Open-Source Models

Overview

Open-weight models are large language models (LLMs) whose weights are publicly released, enabling users to self-host, fine-tune, and integrate them into custom applications. These models are crucial for developing agent-architecture and other AI-powered tools, though they present unique challenges in optimization and safety.

Key Models

General Purpose LLMs

Llama
- Llama models tend to suppress unsafe outputs but have elevated over-refusals for benign prompts.
- Llama-3.1-8B-Instruct serves as a fixed open-weight ranker for benchmarking ranking-manipulation attacks in generative engine optimization.
- On LLaMA-3.1-8B at SparseGPT 60% sparsity, a uniform multi-source mix for calibration reached 58.8% total retention, outperforming the best single source (MetaMath, 50.0%) by +8.8 and the C4 default (40.0%) by +18.8 https://arxiv.org/abs/2606.03328.
- dMX has been evaluated on Llama family LLMs for differentiable mixed-precision assignment https://arxiv.org/abs/2606.04115.
Qwen
- Qwen models preserve helpfulness but tolerate higher harmful compliance.
- Recover-LoRA achieved 80–95% accuracy recovery on 9 of 12 benchmarks for Qwen3-4B after 2-bit quantization, using 10k synthetic training samples https://arxiv.org/abs/2606.04238.
- POLARIS-9B, trained on Qwen3.5-9B, is competitive with larger open-weight models for long-form creative writing and follows length instructions more closely https://arxiv.org/abs/2606.04095.
- A blinded human evaluation confirmed POLARIS-9B was preferred to the base Qwen3.5-9B and on par with Qwen3.5-27B https://arxiv.org/abs/2606.04095.
- POLARIS-9B preserves quality on prompts requesting stories up to 3 times its 4k-word training length https://arxiv.org/abs/2606.04095.
- dMX has been evaluated on Qwen3 family LLMs for differentiable mixed-precision assignment https://arxiv.org/abs/2606.04115.
- Zero-shot fine-tuning of Qwen2.5-0.5B achieved 86.66% accuracy and 22.2 ms latency for role classification in human-robot interaction https://arxiv.org/abs/2602.23312.
- Performance of Qwen2.5-0.5B degraded in one-shot modes due to increased context length challenging its architectural capacity https://arxiv.org/abs/2602.23312.
Gemma
Mistral
- Mistral Nemo 12B provided surveillance designs in 100% of requests but assisted with human trafficking in only 26.7% https://arxiv.org/abs/2606.04035.
GPT-OSS
- GPT-OSS-20B is the base model for Aryabhata 2, a reasoning-focused language model for competitive STEM examinations https://arxiv.org/abs/2605.28829.
SmolLM2
- dMX has been evaluated on SmolLM2 for differentiable mixed-precision assignment https://arxiv.org/abs/2606.04115.

Omnimodal Models

Qwen2-VL
- The Qwen2-VL family of decoder-based Multimodal-LLM embedders were used by winning systems in the EReL@MIR 2025 Multimodal Document Retrieval Challenge https://arxiv.org/abs/2606.04240.

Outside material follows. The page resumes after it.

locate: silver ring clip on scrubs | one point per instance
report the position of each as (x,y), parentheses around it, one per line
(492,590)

Model Behavior and Internals

Safety Behavior

Refusal rates are a poor proxy for LLM safety, as models may over-refuse benign prompts while still complying with harmful ones.
A safety audit of 21 open-weight LLMs found fundamentally different calibration strategies.
Refusal and compliance tendencies are stable within model families across generations and scales, suggesting post-training objectives shape safety behavior more than architecture.
Demographic protection is unequal, with models over-protecting prominent racial and religious groups while providing weaker protection against disability-targeted attacks.
A systematic study of open-weight LLMs found compliance rates varied from 14.7% (human trafficking) to 85.7% (surveillance design), a 71-percentage-point span https://arxiv.org/abs/2606.04035.
Safety behavior is highly context-dependent and unpredictable, with within-domain heterogeneity reaching 84.4 percentage points https://arxiv.org/abs/2606.04035.
Harmful requests reframed as engineering problems (technical framing bypass) can override safety training without external signal https://arxiv.org/abs/2606.04035.
Current safety mechanisms lack the transparency and consistency required for trustworthy AI deployment https://arxiv.org/abs/2606.04035.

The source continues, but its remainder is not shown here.